RECOVER: Dabigatran beats warfarin in VTE

Zosia Chustecka

December 07, 2009

New Orleans, LA - New randomized trial results from the RECOVER trial suggest that the new anticoagulant dabigatran (Pradaxa, Boehringer Ingelheim) could replace warfarin for the treatment of patients with acute venous thromboembolism (VTE) [1].

Dr Sam Schulman

The new findings, presented Sunday at the American Society of Hematology (ASH) 2009 Meeting and published online in the New England Journal of Medicine, come hard on the heels of the RE-LY results, reported by heart wire , showing dabigatran to be superior to warfarin in preventing strokes and peripheral embolic events in patients with atrial fibrillation (AF)

In the new RECOVER study, results show that dabigatran is as effective and as safe as, if not safer than, the older agent, but, as was much discussed with RE-LY, offers the advantage of a fixed dose and no need for blood monitoring, vs the regular monitoring and dose adjustment needed with warfarin.

"In other words, patients can achieve the same results in a more convenient manner," said lead researcher Dr Sam Schulman (Hamilton General Hospital, ON). These findings will change the standard of care for venous thromboembolism, he predicted.

Introducing the presentation at a plenary session, Dr Mary Cushman (University of Vermont, Burlington) said this was a "landmark trial."

Experts at the meeting were enthusiastic about the results. Dr Joel Anne Chasis (University of California, San Francisco) said that the results suggest that dabigatran could replace warfarin and that the lack of a need for monitoring would "be welcome news for both patients and their physicians."

Dr Bradford Schwartz (University of Illinois College of Medicine, Urbana-Champaign) highlighted the lack of dietary interactions with dabigatran: with warfarin, any foods that contain vitamin K can increase coagulability and interactions with many drugs, particularly antibiotics, can put the patient at increased risk of bleeding, he explained.

"An oral agent that frees patients from these concerns about diet and drug interactions and that behaves in a predictable manner is a very positive development," he said. These factors will simplify the use of anticoagulants, and he predicted that patient compliance will be greatly improved.

Noting that there are several other new oral anticoagulants on the horizon, including rivaroxaban ((Xarelto, Johnson & Johnson), which was also featured in the press briefing, Schwartz commented: "We are so enthusiastic about these new agents that don't need monitoring that we are assuming that the future is going to be both bright and complication free.

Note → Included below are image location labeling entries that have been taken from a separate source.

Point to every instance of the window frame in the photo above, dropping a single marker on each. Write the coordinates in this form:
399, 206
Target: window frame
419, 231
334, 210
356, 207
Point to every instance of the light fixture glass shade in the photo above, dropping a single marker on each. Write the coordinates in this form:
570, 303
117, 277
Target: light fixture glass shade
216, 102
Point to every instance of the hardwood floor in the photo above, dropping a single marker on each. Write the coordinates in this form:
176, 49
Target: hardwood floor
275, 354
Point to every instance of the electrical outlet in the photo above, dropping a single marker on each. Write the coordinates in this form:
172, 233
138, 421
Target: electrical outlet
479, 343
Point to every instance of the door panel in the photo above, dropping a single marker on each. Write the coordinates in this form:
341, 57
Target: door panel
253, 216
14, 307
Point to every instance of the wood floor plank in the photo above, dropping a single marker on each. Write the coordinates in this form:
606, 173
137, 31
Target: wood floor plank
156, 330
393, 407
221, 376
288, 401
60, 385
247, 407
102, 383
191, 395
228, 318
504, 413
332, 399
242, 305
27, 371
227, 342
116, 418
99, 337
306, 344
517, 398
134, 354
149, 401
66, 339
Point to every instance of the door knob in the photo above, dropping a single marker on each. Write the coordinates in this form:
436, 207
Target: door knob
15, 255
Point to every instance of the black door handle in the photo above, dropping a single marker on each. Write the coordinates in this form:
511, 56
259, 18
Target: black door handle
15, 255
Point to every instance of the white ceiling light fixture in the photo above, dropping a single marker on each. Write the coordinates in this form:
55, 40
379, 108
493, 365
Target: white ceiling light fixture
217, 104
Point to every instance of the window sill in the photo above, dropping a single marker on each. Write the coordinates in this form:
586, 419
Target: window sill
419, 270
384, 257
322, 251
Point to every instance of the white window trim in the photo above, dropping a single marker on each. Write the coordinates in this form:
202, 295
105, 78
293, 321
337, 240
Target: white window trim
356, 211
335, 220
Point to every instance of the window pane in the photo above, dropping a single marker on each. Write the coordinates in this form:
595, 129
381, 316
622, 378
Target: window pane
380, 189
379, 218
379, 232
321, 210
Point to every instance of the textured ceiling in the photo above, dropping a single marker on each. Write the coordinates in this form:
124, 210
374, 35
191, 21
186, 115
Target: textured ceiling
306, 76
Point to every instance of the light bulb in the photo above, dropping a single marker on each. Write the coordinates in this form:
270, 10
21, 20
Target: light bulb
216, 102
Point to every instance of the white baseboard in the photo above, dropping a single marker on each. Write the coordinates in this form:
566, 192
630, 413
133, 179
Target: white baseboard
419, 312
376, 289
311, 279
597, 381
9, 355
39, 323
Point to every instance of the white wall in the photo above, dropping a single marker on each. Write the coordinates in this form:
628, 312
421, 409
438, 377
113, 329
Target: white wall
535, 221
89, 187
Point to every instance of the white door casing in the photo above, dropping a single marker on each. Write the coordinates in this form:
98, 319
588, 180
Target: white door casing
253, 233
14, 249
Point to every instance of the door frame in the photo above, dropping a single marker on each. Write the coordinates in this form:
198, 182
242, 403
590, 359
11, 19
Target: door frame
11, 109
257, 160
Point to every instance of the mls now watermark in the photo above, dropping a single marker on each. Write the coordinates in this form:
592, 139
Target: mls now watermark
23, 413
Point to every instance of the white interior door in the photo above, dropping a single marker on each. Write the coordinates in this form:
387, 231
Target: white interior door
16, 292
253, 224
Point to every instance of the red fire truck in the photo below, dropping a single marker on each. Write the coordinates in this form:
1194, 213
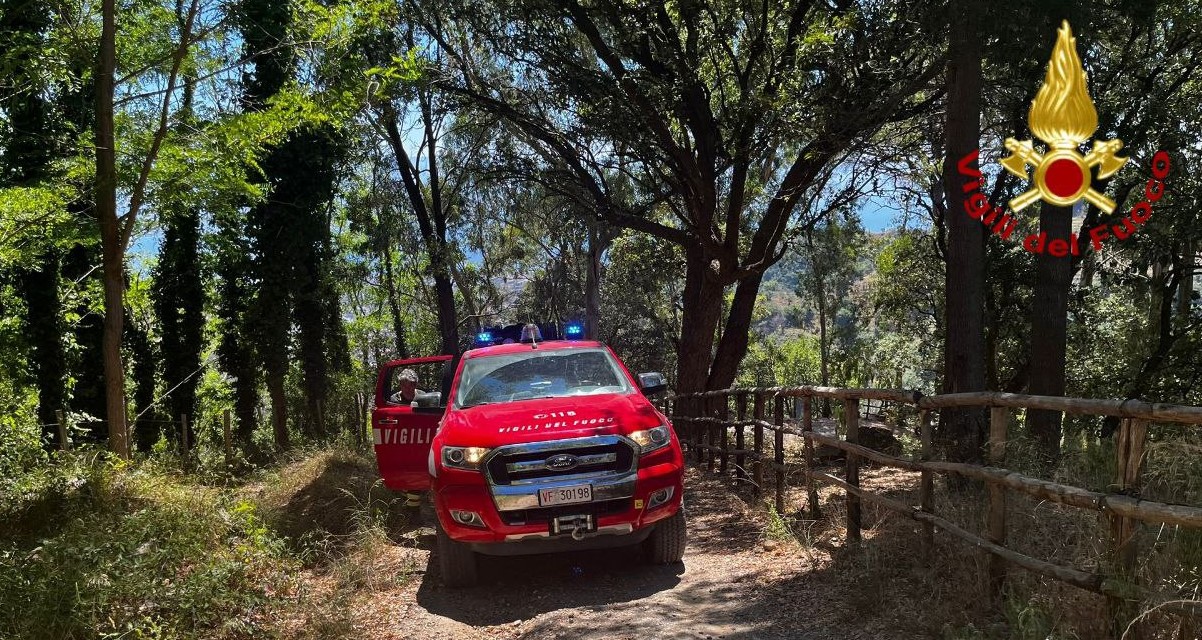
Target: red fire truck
537, 446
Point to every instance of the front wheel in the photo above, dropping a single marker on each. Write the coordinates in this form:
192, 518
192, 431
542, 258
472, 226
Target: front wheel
457, 561
667, 541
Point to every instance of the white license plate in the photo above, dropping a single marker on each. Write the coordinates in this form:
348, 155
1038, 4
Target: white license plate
571, 495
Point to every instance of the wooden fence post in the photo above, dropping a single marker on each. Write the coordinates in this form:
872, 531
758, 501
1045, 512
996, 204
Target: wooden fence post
928, 485
1129, 460
778, 450
184, 445
811, 492
851, 420
741, 458
64, 444
226, 438
757, 443
724, 414
999, 418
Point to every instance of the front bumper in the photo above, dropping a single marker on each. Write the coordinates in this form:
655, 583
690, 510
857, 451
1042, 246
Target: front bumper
619, 509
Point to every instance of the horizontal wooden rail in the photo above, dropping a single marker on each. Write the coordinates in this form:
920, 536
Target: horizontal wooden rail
1124, 408
708, 439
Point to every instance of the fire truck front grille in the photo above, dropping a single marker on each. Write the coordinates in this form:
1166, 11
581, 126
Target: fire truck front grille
533, 462
545, 514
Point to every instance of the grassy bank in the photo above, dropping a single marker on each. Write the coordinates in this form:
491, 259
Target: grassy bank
93, 547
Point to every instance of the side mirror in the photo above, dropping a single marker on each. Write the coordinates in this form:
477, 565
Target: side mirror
652, 383
428, 403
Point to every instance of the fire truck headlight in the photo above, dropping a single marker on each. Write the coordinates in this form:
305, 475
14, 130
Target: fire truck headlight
653, 438
463, 457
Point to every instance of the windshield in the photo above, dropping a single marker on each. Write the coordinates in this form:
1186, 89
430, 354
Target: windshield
539, 374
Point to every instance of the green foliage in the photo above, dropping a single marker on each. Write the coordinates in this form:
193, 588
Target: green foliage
135, 553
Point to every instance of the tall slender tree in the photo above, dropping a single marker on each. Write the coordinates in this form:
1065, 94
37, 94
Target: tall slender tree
962, 431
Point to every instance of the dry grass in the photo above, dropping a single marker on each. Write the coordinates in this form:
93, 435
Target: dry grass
947, 594
349, 531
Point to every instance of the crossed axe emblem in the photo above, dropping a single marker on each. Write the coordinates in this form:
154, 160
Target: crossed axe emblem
1063, 176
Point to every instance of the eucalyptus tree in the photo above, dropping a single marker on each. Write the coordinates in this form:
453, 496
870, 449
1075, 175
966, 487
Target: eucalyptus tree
732, 116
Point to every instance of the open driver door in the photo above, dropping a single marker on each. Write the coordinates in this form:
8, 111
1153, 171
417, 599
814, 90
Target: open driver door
403, 436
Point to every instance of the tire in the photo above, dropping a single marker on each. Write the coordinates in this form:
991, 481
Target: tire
667, 541
457, 561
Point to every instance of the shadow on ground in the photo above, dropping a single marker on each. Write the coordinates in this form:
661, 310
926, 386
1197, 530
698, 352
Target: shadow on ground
513, 588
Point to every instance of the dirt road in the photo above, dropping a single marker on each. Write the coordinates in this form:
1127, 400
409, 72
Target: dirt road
733, 582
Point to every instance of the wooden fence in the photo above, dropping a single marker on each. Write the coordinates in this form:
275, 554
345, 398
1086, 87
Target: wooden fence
704, 425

"But we must remember to be appropriately cautious, so that our optimism doesn't cause us to become careless, because the bottom line is that these drugs inhibit both good clotting, such as wound healing, as well as bad, as in pulmonary embolism," he added.

Details of RECOVER study

The RECOVER study was conducted in 2539 patients with acute symptomatic venous thromboembolism, who were randomized to six months of treatment with either dabigatran 150 mg twice daily or warfarin once daily, given in doses adjusted to an international normalized ratio (INR) of 2-3. All patients received initial treatment for six days with a parenteral anticoagulant (either heparin intravenously or a low-molecular-weight-heparin derivative administered subcutaneously) for six days, to allow the dose of warfarin to be adjusted to achieve an INR of 2-3.

The final analysis included 1274 patients on dabigatran and 1265 on warfarin.

The primary end point was recurrent VTE or fatal pulmonary embolism, which was confirmed in 2.4% of patients on dabigatran and 2.1% of patients on warfarin. There was one death in each treatment arm. The hazard ratio was 1.1 (95% CI 0.65-1.84), and this shows noninferiority, Schulman reported.

Major bleeding was seen in 1.6% of patients on dabigatran vs 1.9% of patients on warfarin, which is not significantly different, he said.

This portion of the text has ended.